Life grew even richer when her sister joined the world. I feared the kind of mother I would be with another little one in tow. Juggling two is sometimes an emotional battle I still fight daily. Do I give too much attention to one and not the other? Am I kind enough to one, or too tough on the other? Up and down, around and around, life spins each day with one question leading to another. Am I a good mother to two children? I am trying, but at times I think failing. Sickness has sucked my spirit up and at times I fear, devoured it. But there are sunny days where I find out that my spirit of love is still there and fighting to get through. However, despite knowing my limitations full and well, occasional dreams of the past come bubbling forward. Dreams I have tried to extinguish on many occasions. But knowing the possibility was still there made it bearable.
And now that possibility is coming to an end.

How does a woman mourn the loss of what makes her unique? Of what makes her special amongst men who walk the earth with all their strong manliness? How does she mourn the loss that life could be carried within her? One day she bares a belly-full with another heart beating inside her and the next there's a real little person to hold onto that is breathing, crying, living, continuing the circle of life.

But then in a matter of minutes that possibility is removed and placed into a sterile silver pan just like that. Sent off for examination by a stranger and then tossed into a hazardous waste container leading to incineration. My womb. The place that cherished my babies before I even could, now destroyed. Why am I being so dramatic? After all, I already know with our current circumstances as they are,  to add another child to our family would be an unwise, unrealistic and probably irresponsible decision to make. My heart is already so full of love now, blessings and beautiful days. In being 100% real, I actually don't want another child. In fact I am straight up terrified of that happening, knowing what my limitations are right now.  But what if that feeling changed in a few years? Chance gone.
However, I think it's more than that. It's the strange disregard for the fist sized organ that made me a mother in the first place. It's the ripping it out and tossing it aside without so much of even a thank you. So for me...... while the Dr works to remove a part of me that now causes pain,  I'm certain as I count backwards from ten while they place the mask over my face, tears of appreciation for the 77 weeks (collectively) of precious protection it gave my babies will flow from my eyes.  

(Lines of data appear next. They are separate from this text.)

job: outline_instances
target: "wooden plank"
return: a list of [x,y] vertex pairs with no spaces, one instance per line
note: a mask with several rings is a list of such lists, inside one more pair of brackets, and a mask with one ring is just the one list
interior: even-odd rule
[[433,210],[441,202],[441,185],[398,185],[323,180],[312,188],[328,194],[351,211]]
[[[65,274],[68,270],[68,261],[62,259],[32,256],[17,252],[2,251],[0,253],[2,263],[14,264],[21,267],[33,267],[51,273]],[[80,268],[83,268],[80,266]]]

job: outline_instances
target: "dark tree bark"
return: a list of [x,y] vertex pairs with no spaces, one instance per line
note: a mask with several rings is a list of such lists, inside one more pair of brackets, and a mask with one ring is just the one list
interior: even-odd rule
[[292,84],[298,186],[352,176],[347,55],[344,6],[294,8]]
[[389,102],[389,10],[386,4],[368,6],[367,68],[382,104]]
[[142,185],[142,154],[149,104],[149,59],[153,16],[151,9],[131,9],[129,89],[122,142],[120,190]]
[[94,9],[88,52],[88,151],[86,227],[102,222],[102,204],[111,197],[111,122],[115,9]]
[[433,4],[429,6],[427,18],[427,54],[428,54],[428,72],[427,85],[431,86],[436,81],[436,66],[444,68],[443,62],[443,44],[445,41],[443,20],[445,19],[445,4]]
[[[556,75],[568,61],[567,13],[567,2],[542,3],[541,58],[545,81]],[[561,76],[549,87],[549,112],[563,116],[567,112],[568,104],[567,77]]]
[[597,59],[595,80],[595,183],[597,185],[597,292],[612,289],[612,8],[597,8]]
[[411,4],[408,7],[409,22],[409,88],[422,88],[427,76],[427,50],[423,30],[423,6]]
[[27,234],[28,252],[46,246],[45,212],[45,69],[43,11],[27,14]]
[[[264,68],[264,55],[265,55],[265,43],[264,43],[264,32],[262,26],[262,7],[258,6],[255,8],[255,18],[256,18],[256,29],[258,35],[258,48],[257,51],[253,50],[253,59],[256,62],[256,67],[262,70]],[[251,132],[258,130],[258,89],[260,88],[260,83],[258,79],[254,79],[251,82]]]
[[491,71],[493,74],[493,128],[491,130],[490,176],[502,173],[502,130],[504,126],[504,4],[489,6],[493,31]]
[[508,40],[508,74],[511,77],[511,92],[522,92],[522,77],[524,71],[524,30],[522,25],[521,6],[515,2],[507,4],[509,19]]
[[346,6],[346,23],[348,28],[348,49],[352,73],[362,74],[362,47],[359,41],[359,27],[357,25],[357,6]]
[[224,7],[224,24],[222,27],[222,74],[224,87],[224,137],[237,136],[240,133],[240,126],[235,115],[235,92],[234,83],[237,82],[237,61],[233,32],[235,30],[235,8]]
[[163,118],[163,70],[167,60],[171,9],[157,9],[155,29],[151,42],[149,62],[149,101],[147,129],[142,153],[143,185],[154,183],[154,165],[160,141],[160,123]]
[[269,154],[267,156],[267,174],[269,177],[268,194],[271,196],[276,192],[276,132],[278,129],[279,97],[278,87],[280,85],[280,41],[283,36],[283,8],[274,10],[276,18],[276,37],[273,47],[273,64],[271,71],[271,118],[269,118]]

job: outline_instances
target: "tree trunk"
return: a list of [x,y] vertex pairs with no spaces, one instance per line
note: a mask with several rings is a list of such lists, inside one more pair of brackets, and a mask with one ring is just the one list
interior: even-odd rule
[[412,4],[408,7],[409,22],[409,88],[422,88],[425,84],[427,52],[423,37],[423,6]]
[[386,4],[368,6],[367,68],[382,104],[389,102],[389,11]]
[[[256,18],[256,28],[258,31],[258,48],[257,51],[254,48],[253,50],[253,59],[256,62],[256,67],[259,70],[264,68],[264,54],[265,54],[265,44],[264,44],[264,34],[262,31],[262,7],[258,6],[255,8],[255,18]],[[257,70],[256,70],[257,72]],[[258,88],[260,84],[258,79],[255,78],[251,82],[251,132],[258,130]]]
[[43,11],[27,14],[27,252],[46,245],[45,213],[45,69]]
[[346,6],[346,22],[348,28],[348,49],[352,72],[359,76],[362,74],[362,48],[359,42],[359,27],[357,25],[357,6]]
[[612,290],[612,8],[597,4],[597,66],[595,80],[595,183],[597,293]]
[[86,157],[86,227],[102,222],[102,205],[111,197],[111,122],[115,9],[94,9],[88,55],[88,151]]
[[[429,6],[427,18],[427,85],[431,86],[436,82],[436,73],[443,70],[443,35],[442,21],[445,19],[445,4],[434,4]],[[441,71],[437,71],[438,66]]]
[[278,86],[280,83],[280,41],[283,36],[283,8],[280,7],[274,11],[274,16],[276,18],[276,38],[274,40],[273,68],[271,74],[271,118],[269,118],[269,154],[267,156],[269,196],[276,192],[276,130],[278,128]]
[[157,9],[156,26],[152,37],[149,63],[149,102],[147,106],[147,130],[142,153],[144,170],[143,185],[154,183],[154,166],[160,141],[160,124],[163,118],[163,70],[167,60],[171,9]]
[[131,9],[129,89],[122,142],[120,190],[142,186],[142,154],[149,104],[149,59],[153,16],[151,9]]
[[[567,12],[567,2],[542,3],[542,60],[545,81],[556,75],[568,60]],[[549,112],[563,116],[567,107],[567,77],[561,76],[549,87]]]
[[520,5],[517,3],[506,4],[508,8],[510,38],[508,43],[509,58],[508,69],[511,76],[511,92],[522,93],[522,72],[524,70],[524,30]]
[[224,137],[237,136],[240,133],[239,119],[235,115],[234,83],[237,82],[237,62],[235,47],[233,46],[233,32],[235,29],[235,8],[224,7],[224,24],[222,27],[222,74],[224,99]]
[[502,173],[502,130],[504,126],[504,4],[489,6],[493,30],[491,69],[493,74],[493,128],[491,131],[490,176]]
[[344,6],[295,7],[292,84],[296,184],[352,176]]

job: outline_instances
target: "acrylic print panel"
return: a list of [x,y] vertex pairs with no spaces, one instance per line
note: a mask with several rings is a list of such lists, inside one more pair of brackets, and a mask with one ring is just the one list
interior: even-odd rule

So when it's all said & done and March 1st at 11am has come and gone, I know that I am not losing what makes me a woman. I'm still me.  I am simply recreating myself. Finding myself to freedom. Finding a way to not live in fear of unnecessary pain. Not that pain will be gone from my life,  but pain that *maybe* in one area of my body, I don't have to have anymore. Sitting here not doing anything won't fix the problem. So I have to roll the dice. I may win,  I may even lose. But if I don't try I will never know. And as far as dreams go I've had the most important ones fulfilled, which was to become a mother to two beautifully different and wonderfully whimsical daughters. And for that,  I am eternally grateful.